For the data collection phase in this study, a single participant was instructed to sit in 19 different postures, as previously highlighted in Figure 1. Each posture was held for approximately 25 s, during which pressure data was continuously recorded and saved. A total of 151 frames of sensor data were captured for each given posture, resulting in 2869 sets of data overall. After data collection, a set of pre-processing steps was performed, which involved data labeling, normalizing the dataset using the min-max normalization technique, and removing empty data frames.

3.4. Development of a Personalized Machine Learning Model

The development of a personalized machine learning model tailored to a particular individual requires the establishment of a systematic pipeline that ensures consistent data flow and model quality. The proposed 6-stage pipeline, illustrated in Figure 4, provides a framework for the steps involved in such an approach.

The first stage is the user data collection session, during which the individual is instructed to adopt different sitting postures over a short period. The next stage is the data pre-processing stage, where the dataset is labelled and cleaned before proceeding to further steps. The next step is data augmentation, where the dataset would be synthetically augmented to further improve the machine learning model’s robustness. The machine learning model would then be trained using the augmented dataset and evaluated before it is finally deployed.

3.4.1. Data Augmentation

Given that there was only one participant involved in the data collection phase, there was a need to augment the dataset to further improve the machine learning model’s performance and reduce the risk of overfitting.
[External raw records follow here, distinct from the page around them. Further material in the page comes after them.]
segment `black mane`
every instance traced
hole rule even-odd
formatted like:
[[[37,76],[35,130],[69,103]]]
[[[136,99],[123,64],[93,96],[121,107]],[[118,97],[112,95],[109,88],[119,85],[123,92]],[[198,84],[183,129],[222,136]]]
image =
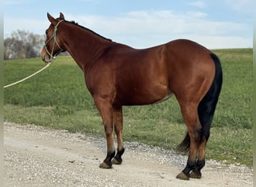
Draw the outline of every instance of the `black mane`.
[[[65,20],[65,21],[66,21],[66,20]],[[66,21],[66,22],[70,22],[70,23],[72,23],[72,24],[73,24],[73,25],[76,25],[79,26],[79,28],[82,28],[82,29],[87,30],[87,31],[90,31],[90,32],[91,32],[91,33],[93,33],[93,34],[96,34],[96,35],[97,35],[97,36],[99,36],[99,37],[102,37],[102,38],[103,38],[103,39],[105,39],[105,40],[109,40],[109,41],[111,41],[111,42],[112,41],[111,39],[106,38],[106,37],[103,37],[103,36],[100,35],[99,34],[94,32],[94,31],[91,31],[91,29],[89,29],[89,28],[85,28],[85,27],[84,27],[84,26],[82,26],[82,25],[79,25],[77,22],[74,22],[74,21],[71,21],[71,22]]]

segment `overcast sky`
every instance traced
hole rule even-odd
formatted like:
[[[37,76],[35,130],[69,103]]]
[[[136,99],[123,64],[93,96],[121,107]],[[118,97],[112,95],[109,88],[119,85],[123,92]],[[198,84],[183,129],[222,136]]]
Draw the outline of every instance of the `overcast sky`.
[[[253,0],[6,0],[4,35],[43,34],[49,12],[135,48],[177,38],[210,49],[253,46]]]

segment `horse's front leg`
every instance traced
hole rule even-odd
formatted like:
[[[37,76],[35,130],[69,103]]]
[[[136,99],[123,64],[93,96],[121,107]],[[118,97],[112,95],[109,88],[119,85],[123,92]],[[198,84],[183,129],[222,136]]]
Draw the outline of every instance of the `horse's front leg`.
[[[122,163],[122,155],[124,153],[123,144],[123,112],[122,106],[114,107],[113,120],[115,126],[115,132],[118,139],[118,153],[112,160],[112,164],[121,165]]]
[[[111,102],[105,98],[94,97],[94,102],[101,115],[107,141],[107,156],[100,164],[101,168],[112,168],[112,159],[115,155],[113,138],[113,108]]]

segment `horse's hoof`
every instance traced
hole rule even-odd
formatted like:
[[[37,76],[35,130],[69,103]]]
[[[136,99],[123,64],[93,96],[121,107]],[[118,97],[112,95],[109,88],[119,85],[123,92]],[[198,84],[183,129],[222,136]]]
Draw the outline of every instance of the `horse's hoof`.
[[[198,179],[200,180],[202,177],[202,175],[200,171],[192,171],[189,174],[189,177],[193,179]]]
[[[121,165],[121,164],[122,164],[122,161],[121,160],[121,161],[118,161],[116,159],[112,159],[112,164],[113,165]]]
[[[180,174],[176,176],[176,178],[179,179],[179,180],[189,180],[189,177],[187,177],[183,172],[180,172]]]
[[[107,163],[106,163],[105,162],[103,162],[103,163],[101,163],[100,165],[100,168],[103,168],[103,169],[111,169],[111,168],[112,168],[112,165],[109,165]]]

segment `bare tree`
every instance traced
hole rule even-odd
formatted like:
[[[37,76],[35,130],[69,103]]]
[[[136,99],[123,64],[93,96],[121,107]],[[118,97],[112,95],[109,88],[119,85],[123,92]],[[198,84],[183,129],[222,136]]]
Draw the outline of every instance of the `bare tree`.
[[[40,56],[44,37],[17,30],[4,40],[4,58],[18,59]]]

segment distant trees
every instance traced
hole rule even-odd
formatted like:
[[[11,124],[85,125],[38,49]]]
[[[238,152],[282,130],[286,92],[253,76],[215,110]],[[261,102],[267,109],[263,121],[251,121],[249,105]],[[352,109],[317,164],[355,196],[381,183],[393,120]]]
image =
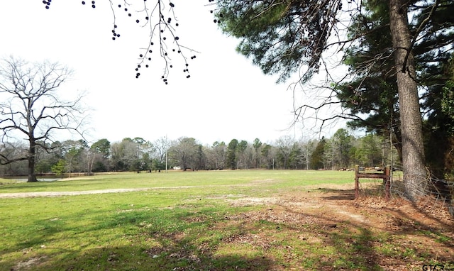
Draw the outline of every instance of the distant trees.
[[[194,138],[160,138],[151,143],[136,137],[113,143],[103,138],[92,145],[83,140],[67,140],[54,142],[48,148],[52,152],[37,148],[37,173],[70,177],[74,172],[161,171],[166,164],[169,168],[179,167],[182,170],[337,170],[353,168],[356,164],[381,167],[398,160],[389,138],[373,133],[355,138],[344,128],[331,138],[304,140],[283,136],[268,143],[258,138],[253,142],[233,139],[228,145],[216,141],[202,145]],[[27,148],[12,143],[8,150],[21,153],[26,153]],[[26,174],[23,162],[0,166],[0,175]]]
[[[37,181],[38,149],[52,151],[54,132],[82,132],[82,97],[65,101],[57,96],[70,75],[57,62],[29,63],[12,57],[0,60],[0,164],[27,161],[28,182]],[[26,150],[10,148],[18,138],[26,139]]]

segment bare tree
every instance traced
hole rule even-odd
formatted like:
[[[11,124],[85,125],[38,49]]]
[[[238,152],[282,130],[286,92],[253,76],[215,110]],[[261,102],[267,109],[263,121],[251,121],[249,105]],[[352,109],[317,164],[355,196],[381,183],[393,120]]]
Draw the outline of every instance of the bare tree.
[[[28,160],[28,182],[36,182],[38,147],[50,150],[54,132],[71,130],[82,135],[82,96],[64,101],[57,95],[71,70],[57,63],[29,63],[12,57],[0,62],[0,136],[4,145],[11,140],[28,141],[26,153],[0,152],[0,163]]]

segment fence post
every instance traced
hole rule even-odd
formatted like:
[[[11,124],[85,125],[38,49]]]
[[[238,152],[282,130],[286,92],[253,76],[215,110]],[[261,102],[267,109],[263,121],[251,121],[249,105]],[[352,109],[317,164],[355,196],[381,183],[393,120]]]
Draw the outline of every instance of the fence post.
[[[390,188],[391,188],[391,167],[389,165],[386,166],[384,169],[384,176],[383,181],[384,182],[384,199],[387,201],[389,200],[390,197]]]
[[[360,197],[360,165],[355,165],[355,199],[358,199]]]

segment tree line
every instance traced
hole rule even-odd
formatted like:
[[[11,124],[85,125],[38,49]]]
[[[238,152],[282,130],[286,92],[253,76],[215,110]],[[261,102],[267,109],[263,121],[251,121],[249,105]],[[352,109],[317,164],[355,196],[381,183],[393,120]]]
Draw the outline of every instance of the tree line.
[[[295,140],[286,136],[272,143],[259,138],[253,142],[234,138],[209,145],[188,137],[176,140],[163,137],[153,142],[136,137],[114,143],[103,138],[89,145],[84,140],[67,140],[38,147],[35,170],[37,175],[71,177],[73,172],[159,172],[166,165],[167,169],[182,170],[339,170],[356,164],[382,167],[397,157],[389,142],[375,133],[357,138],[344,128],[331,138]],[[4,151],[10,150],[4,148]],[[10,144],[8,148],[18,153],[27,151],[27,147],[21,145]],[[27,170],[26,161],[0,167],[2,175],[26,175]]]

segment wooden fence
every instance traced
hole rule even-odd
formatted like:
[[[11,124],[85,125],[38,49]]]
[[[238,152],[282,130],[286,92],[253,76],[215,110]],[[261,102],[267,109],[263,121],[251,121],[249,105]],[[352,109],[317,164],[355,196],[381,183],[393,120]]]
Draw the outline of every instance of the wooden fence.
[[[391,187],[391,169],[389,166],[387,166],[383,169],[382,172],[360,172],[360,166],[355,166],[355,199],[360,197],[360,178],[372,178],[382,179],[383,185],[384,186],[384,198],[389,199]]]

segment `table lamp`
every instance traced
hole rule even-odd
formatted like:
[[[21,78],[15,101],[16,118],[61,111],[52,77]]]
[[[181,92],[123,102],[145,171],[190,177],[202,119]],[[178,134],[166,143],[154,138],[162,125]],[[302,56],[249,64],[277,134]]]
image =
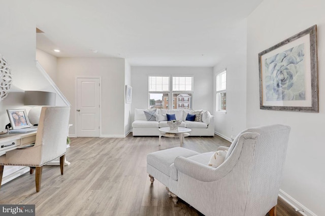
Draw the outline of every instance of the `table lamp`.
[[[35,106],[28,114],[29,122],[34,126],[38,125],[41,115],[42,106],[54,106],[55,105],[55,95],[54,92],[40,91],[25,91],[24,104]]]

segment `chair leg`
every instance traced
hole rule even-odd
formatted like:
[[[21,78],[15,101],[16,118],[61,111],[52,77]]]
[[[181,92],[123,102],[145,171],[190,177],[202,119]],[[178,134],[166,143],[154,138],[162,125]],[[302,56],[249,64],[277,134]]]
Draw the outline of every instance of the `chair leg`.
[[[64,158],[66,158],[66,155],[63,155],[60,157],[60,169],[61,169],[61,174],[63,175],[63,170],[64,167]]]
[[[276,205],[273,206],[273,207],[269,211],[269,215],[276,216]]]
[[[42,170],[43,166],[37,166],[36,167],[35,184],[36,185],[36,192],[38,192],[41,189],[41,181],[42,180]]]
[[[149,177],[150,177],[150,182],[151,182],[151,184],[153,184],[153,181],[154,181],[154,178],[149,174]]]
[[[169,188],[166,187],[166,190],[167,190],[167,194],[168,195],[168,197],[172,197],[172,194],[171,192],[169,191]]]
[[[0,189],[1,188],[1,183],[2,182],[2,174],[4,173],[4,166],[3,165],[0,165]]]

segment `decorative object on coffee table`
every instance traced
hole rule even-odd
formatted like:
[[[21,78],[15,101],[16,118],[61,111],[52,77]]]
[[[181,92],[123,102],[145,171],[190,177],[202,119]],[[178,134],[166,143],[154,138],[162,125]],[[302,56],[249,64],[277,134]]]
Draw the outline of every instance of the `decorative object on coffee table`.
[[[189,132],[192,131],[189,128],[180,127],[177,130],[171,130],[168,127],[159,128],[160,134],[159,135],[159,145],[161,143],[161,136],[166,137],[179,137],[181,147],[184,143],[184,137],[189,136]]]
[[[10,65],[0,53],[0,98],[1,100],[8,95],[12,82]]]
[[[169,126],[171,130],[177,130],[178,126],[181,124],[181,122],[177,120],[172,120],[167,122],[167,124]]]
Hence, to accomplish this, the dataset was synthetically augmented by applying a random combination of predefined transformations: noise, shift, rotation, random erasing, and elastic deformation. Figure 5 illustrates the effect of each transformation applied to the upright sitting posture data, along with the parameters for each transformation listed in

Table 2. A summary of the transformation techniques that were used to augment the dataset.

Transformation	Parameters
Noise	Gaussian Noise (noise level = 0.5)
Shift	x-shift = ±10 pixels y-shift = ±10 pixels
Rotation	±30 degrees
Random Erasing	area = 10%
Elastic Deformation	Alpha = 24, sigma = 4

.

The noise transformation was designed to replicate a real-world scenario in which environmental factors, such as temperature, electromagnetic interference, humidity, and user clothing, could negatively impact sensor readings. The shift transformation accounts for a scenario where individuals are not perfectly seated in the center of the seat’s cushion or when the sensors have been slightly shifted from their center position. The rotational transformation considers periods where the user might be maintaining a particular posture but in a slightly rotated manner, or if the sensors were to be slightly rotated off their intended position, which might be a common issue. The random erasing transformation arbitrarily removes certain sections of the sensor reading, replicating certain areas of the sensor that are faulty or partially blocked. Finally, the elastic deformation slightly distorts the sensor readings to account for situations where there are minimal variations in a user’s body structure over time.

Hence, by applying these transformation techniques, the variability of the dataset increased compared to the original dataset. Additionally, during the data collection stage, slight posture adjustments were made to intentionally simulate natural variability. Overall, as a result, the entire dataset increased from 2302 to 8607 data frames.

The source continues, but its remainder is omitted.